August 14, 2016
I posted this recently – it is tremendously relevant since I’ve recently discovered another curse on the Phillies by Elohim, the All-Powerful One. For those who don’t know, a Philadelphia Athletics team in 1866 secretly paid a Brooklyn player named Lip Pike to play for them in the amateur National Association. he was the original baseball superstar; in July, he hit 6 home runs in a single game. However, at the end of the season, he was disrespectfully released by the team because he was a “foreigner.” That wasn’t because he was Jewish; it was because he was from Brooklyn. So, because the top Philadelphia amateur team treated Lip Pike so badly, the One who promised “I will bless those who bless you; I will curse those who curse you,” to Abraham in Genesis 12, Yahweh placed an 84-year curse on Philadelphia baseball… the Phillies would bear the brunt of that curse. So, 84-years after treating Lip Pike so badly, THAT curse was lifted in September of 1950 – when the Phillies were blessed by beating the Brooklyn Dodgers for the pennant. That wasn’t the only curse the Phillies were under – the “Curse of the Flying Dutchman” was still in effect (from 1897, when the Phillies disrespectfully failed to sign Honus Wagner) until 1980, when the Phillies won their first World Series.
A major sign of a curse being broken is a game that stands out for its unique events. It is a game that stands out in peoples’ minds because it has significance above and beyond just a normal game. Babe Ruth’s Called Shot Game in the 1932 World Series is such a game… so is the 1951 “Shot Heard Round the World” Bobby Thomson Game… so is the “Curse of the Boone-bino” Aaron Boone home run game in 2003… so is the “Steve Bartman” Cubs defeat in 2003… The Phillies-Dodgers game in 1950 that was for the pennant was full of quirks and oddities – the sign of a significant change… like an 84-year curse on the Phillies having been lifted. Don’t believe me – look at Vin Scully’s description of the game from an article about him last year. He, who has been announcing Dodgers games from 1950 to today, remembers that game vividly. Why? Yes, it was his first year… but that games details are etched in my memory, too, as a Phillies’ fan, and I wasn’t born until 1956.
One more significant connection to me: I know a lot about the details of that game from historical accounts, but also from an eye-witness who was there – my dad, Mike Scotto was there, cheering on his beloved hometown Dodgers. He was in the stands, not far from where Dick Sisler’s home run landed.

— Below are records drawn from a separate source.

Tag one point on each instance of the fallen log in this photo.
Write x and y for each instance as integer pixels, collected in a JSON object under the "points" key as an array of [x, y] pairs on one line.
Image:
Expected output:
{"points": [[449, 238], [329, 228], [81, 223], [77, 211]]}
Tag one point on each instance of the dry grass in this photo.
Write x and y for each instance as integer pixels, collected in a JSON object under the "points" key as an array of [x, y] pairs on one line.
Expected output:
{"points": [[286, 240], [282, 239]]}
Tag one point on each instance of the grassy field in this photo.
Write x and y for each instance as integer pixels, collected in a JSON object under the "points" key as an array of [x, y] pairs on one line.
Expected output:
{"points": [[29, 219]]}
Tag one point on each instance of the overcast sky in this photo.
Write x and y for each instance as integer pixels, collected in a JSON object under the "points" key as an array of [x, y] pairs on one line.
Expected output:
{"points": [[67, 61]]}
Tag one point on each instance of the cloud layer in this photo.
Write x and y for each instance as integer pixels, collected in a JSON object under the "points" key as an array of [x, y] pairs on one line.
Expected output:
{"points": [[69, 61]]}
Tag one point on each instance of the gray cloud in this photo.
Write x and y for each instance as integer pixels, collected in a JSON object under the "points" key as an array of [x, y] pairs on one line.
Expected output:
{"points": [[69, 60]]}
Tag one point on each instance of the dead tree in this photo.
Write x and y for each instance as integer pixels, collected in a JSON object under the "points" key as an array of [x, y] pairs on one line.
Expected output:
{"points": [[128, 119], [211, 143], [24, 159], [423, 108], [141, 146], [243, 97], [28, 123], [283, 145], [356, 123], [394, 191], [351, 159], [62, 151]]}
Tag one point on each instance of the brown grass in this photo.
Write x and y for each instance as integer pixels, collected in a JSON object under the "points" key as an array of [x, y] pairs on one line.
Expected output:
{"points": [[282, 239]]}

Vin Scully and the Phillies
Do you realize how many times Vin Scully’s career as a broadcaster has had SIGNIFICANT intersection with the Philadelphia Phillies? It’s astonishing! Look at these two articles, as a foundation:
Vin Scully on life and lessons from his rookie year with the 1950 Dodgers
By David Halberstam
Posted: Monday July 20, 2015
Despite boasting seven All-Stars in catcher Roy Campanella, first baseman Gil Hodges, second baseman Jackie Robinson, shortstop Pee Wee Reese, centerfielder Duke Snider and pitchers Don Newcombe and Preacher Roe, the Dodgers were in fourth place as late as mid-August before ripping off a 10-game winning streak that carried Brooklyn into second, four games behind the Phillies, a young team known as the Whiz Kids. The Dodgers fell back to nine games behind entering play on Sept. 19 but then went 12-3 to climb within two games of Philadelphia, which came to Ebbets Field for the last two games of the season.
Brooklyn won the first game 7-3 and needed only to beat the Philies and their ace Robin Roberts in the season finale on Sunday, Oct. 1 to force a three-game playoff for the pennant.
In the bottom of the sixth, the Dodgers were trailing 1-0 when Reese smacked the ball to deep rightfield. “Reese’s shot bounced on the five inches of the concrete at the base of the screen and just stayed up there,” says Scully, who remembers the game perfectly. “It was the most miraculous home run. The ball sat there at the base of the screen. It was the most unbelievable home run I ever saw. You could see the rightfielder, Del Ennis, plead for it to come down. There was nowhere for it to go. It just stayed there between the edge of the concrete and the base of the screen. There were only five inches up there, if that.”
In the bottom of the ninth with the game tied 1-1, Brooklyn squandered a couple of tasty chances to score the winning run. With first and second and no one out, Snider lined a single to center. Cal Abrams was on second and raced for home. “Instead of hitting the inside of the bag at third, Abrams, a New York kid, rounded third by the way of the coach’s box and he failed to score,” says Scully. “Centerfielder Richie Ashburn threw him out at the plate. Later in the inning, the Dodgers had the bases loaded with one out and Carl Furillo fouled out.”
In the top of the 10th, Dick Sisler’s three run HR won it for the Phillies, who went into their first World Series in 35 years (They lost in four games to the Yankees).